A key target in the new Israeli campaign has been Arafat's compound in Ramallah, to which he has been confined since December. Israeli helicopter gunships fired missiles at the complex for three straight nights, including late Wednesday, when two rockets struck several minutes apart.

At the time, Arafat was meeting in his office with Miguel Moratinos, the EU envoy to the Middle East. "We don't know where it hit, but it was very, very close," said the envoy's spokesman, Javier Sancho. The lights went out and the EU delegation was escorted out by flashlight, Sancho said.

Arafat adviser Ahmed Abdel Rahman said that the windows were blown out in the room where Arafat and Moratinos had met just moments before.

Israeli Foreign Minister Shimon Peres was speaking to Arafat by phone at the time of the air strike, Arafat's advisers said. Arafat held out the phone and told Peres "Do you hear this?" when one of the missiles hit, the aides said. Peres, who has been saying publicly that force alone cannot bring about a resolution, declined comment Thursday.

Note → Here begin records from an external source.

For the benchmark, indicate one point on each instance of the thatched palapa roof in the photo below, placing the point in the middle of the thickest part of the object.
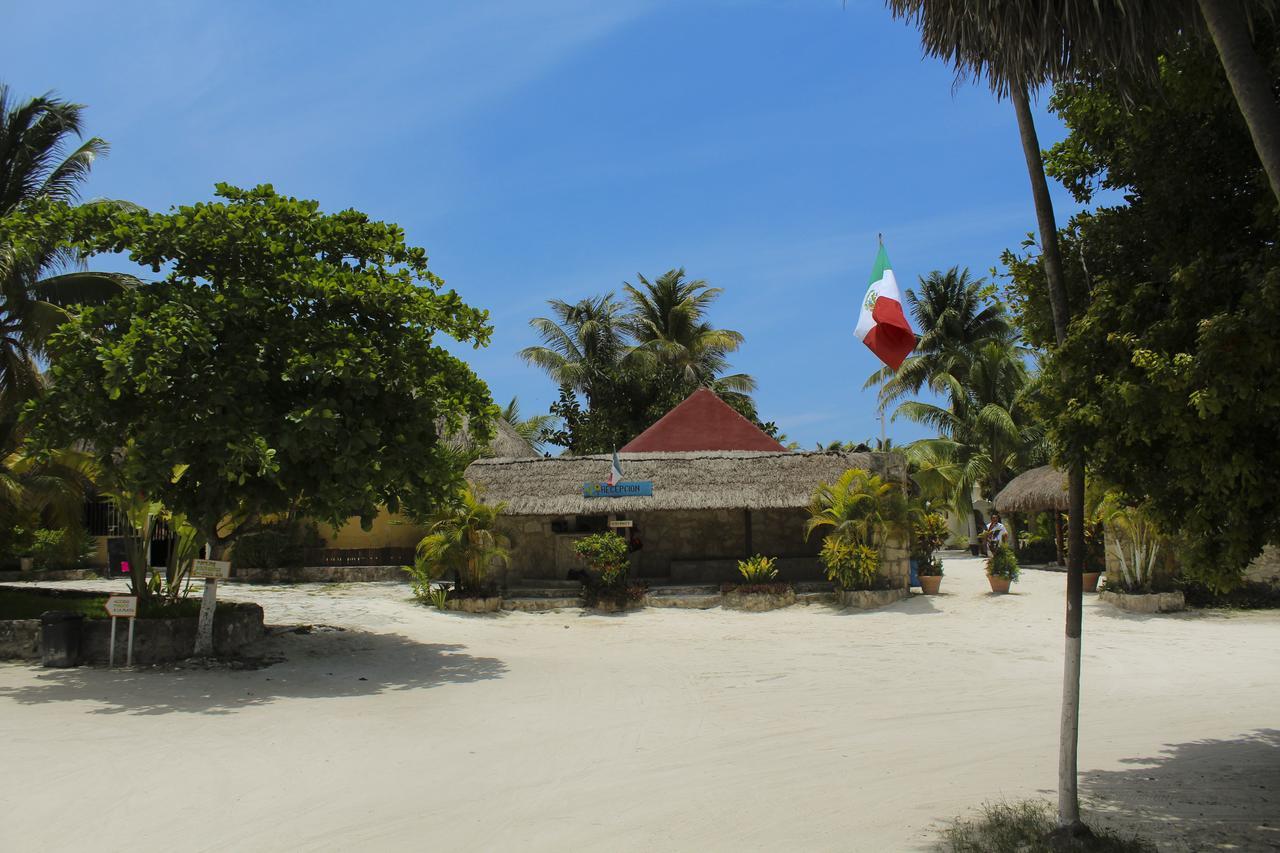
(681, 480)
(1034, 491)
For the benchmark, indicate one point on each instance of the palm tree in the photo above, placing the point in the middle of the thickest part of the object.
(583, 343)
(984, 434)
(955, 315)
(859, 507)
(667, 320)
(464, 539)
(1019, 48)
(533, 428)
(1019, 45)
(41, 160)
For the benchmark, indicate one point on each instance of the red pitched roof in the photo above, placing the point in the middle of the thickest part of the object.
(703, 422)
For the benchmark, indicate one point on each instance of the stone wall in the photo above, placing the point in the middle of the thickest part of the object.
(685, 546)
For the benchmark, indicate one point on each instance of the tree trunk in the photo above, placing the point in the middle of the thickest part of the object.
(1251, 83)
(1068, 798)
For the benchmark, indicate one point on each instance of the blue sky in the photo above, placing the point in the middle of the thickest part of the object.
(554, 149)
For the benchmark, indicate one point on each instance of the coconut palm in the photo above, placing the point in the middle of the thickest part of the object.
(859, 509)
(531, 428)
(955, 315)
(464, 539)
(41, 159)
(1020, 45)
(583, 343)
(667, 320)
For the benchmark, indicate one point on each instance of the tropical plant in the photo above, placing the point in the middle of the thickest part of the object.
(928, 533)
(849, 564)
(956, 316)
(464, 539)
(986, 433)
(1002, 562)
(42, 158)
(534, 429)
(1136, 542)
(667, 320)
(757, 570)
(323, 388)
(859, 507)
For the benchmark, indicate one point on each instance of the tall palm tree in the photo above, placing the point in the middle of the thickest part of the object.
(986, 434)
(531, 428)
(668, 322)
(41, 159)
(583, 343)
(955, 315)
(1018, 48)
(1018, 45)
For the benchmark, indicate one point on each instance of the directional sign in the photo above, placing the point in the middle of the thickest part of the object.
(122, 606)
(215, 569)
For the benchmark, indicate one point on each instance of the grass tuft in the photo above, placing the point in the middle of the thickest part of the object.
(1024, 828)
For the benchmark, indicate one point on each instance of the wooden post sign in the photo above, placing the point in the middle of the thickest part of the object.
(210, 570)
(120, 607)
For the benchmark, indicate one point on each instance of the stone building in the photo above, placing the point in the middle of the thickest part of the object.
(709, 503)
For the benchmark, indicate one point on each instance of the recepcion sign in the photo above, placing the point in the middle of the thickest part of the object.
(635, 488)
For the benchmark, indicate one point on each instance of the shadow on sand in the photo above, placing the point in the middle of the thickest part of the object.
(1206, 794)
(321, 665)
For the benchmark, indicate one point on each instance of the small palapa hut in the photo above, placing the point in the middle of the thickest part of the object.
(716, 489)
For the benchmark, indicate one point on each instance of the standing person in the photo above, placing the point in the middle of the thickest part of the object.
(996, 534)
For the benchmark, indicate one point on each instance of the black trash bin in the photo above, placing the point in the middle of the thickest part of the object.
(59, 638)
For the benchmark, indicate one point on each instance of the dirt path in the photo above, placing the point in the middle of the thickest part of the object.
(798, 729)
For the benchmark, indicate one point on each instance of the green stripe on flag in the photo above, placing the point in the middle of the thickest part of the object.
(881, 265)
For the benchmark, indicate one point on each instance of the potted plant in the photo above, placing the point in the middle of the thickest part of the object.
(606, 585)
(1001, 568)
(760, 588)
(928, 534)
(464, 539)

In the West Bank, about 80 tanks and armored vehicles entered the town of Tulkarem and surrounded the adjacent refugee camps of Tulkarem and Nur Shams, meeting resistance from dozens of Palestinian gunmen, witnesses said.

In the Tulkarem camp, Israeli troops seized a U.N.-run school as a command post, said Hamdi Dardouk, the Palestinian intelligence chief in Tulkarem.

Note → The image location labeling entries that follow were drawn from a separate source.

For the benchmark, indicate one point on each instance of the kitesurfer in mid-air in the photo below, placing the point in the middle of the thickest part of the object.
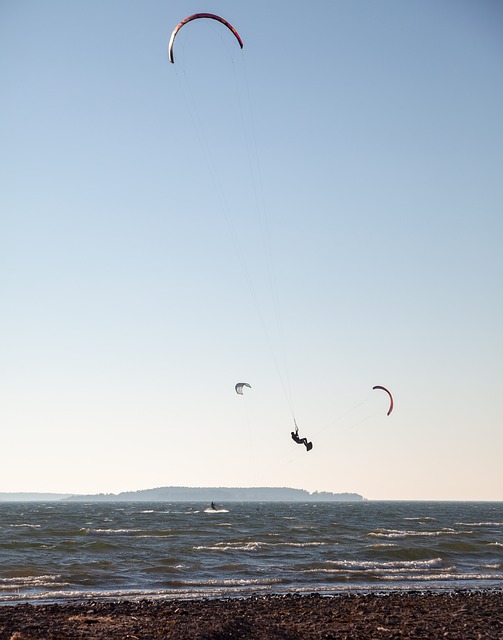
(298, 440)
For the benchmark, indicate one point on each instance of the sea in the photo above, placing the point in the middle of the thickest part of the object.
(64, 551)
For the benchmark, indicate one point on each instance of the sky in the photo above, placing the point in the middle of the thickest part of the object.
(315, 214)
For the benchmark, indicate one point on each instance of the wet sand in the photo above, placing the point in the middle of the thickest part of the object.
(462, 615)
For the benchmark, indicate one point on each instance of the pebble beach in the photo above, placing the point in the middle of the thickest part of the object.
(461, 615)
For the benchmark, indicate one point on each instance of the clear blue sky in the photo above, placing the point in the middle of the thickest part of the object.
(316, 214)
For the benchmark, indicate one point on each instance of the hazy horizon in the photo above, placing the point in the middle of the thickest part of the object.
(315, 214)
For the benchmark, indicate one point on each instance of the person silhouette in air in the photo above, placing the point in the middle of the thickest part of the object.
(298, 440)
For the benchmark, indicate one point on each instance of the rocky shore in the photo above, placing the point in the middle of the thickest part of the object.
(461, 615)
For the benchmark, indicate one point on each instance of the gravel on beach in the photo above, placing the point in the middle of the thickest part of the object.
(459, 615)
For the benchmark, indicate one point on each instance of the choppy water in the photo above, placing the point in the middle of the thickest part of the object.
(59, 550)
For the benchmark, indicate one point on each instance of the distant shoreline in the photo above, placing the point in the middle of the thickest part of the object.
(191, 494)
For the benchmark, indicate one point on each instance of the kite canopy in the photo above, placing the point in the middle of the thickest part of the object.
(195, 16)
(390, 397)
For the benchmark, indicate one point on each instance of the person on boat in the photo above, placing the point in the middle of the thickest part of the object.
(298, 440)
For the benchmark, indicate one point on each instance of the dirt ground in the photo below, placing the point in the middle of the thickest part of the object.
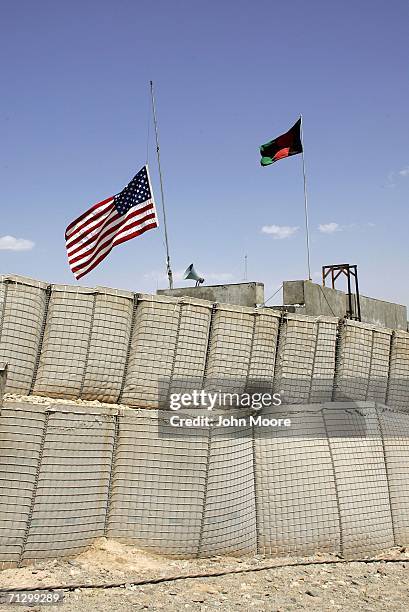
(316, 583)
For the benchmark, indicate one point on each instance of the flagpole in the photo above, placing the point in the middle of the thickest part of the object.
(307, 230)
(168, 268)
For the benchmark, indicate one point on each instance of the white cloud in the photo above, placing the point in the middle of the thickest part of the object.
(9, 243)
(279, 232)
(329, 228)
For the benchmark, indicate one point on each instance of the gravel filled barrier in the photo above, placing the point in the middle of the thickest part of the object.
(84, 453)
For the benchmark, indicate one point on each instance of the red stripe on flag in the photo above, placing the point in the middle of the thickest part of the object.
(134, 235)
(90, 257)
(81, 217)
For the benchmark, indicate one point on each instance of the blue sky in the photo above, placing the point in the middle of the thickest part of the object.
(229, 76)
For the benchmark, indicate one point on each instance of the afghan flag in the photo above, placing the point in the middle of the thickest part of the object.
(283, 146)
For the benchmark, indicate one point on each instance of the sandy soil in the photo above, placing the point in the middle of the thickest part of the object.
(356, 585)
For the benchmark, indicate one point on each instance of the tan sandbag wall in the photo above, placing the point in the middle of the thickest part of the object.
(336, 481)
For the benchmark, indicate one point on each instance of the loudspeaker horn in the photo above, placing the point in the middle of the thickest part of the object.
(190, 273)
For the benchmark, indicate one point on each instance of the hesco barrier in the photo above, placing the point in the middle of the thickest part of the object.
(335, 481)
(338, 480)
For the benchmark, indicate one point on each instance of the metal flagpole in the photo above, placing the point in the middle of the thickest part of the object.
(307, 230)
(168, 268)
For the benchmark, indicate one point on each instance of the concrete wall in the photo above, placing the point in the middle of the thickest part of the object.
(240, 294)
(313, 300)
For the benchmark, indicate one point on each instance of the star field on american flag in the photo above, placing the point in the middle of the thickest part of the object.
(136, 192)
(117, 219)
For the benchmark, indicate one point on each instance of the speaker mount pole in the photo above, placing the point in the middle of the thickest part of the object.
(168, 267)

Five armed Palestinians were killed in the fighting, doctors said.

In the West Bank village of Siris, Israeli forces killed a leader of the militant Islamic Jihad, Mohammed Anani, 27, who tried to shoot at soldiers as they approached his home, witnesses said. Anani had been wanted by Israel for involvement in suicide bombings and had served time in Palestinian jails.

Also Thursday, Israeli warplanes fired missiles at the Palestinian government complex in Bethlehem and the police headquarters in Gaza City. The Gaza City complex had been hit many times before. After Thursday's strike, only two of 25 buildings in the compound remained standing. The missiles sent rubble and glass flying hundreds of yards, and eight people were wounded. Children at a nearby school ran from the area.

Two Palestinians were killed in gun battles with Israeli troops in central and northern Gaza on Thursday, Palestinian doctors said. Two other Palestinians were shot dead by Israeli troops late Wednesday as they tried to lay explosives, the army said.

Also Thursday, Israeli gunboats fired missiles at a Palestinian police roadblock near the Gaza City coast and wounded 13 policemen, three critically, Palestinian security officials said. Other gunboats fired at Arafat's seaside office. The Israeli military said its forces attacked "terrorist targets" including a police post.

Throughout the Gaza Strip, Palestinian police closed roads around security installations Thursday and evacuated schools and government ministries for fear of more air strikes.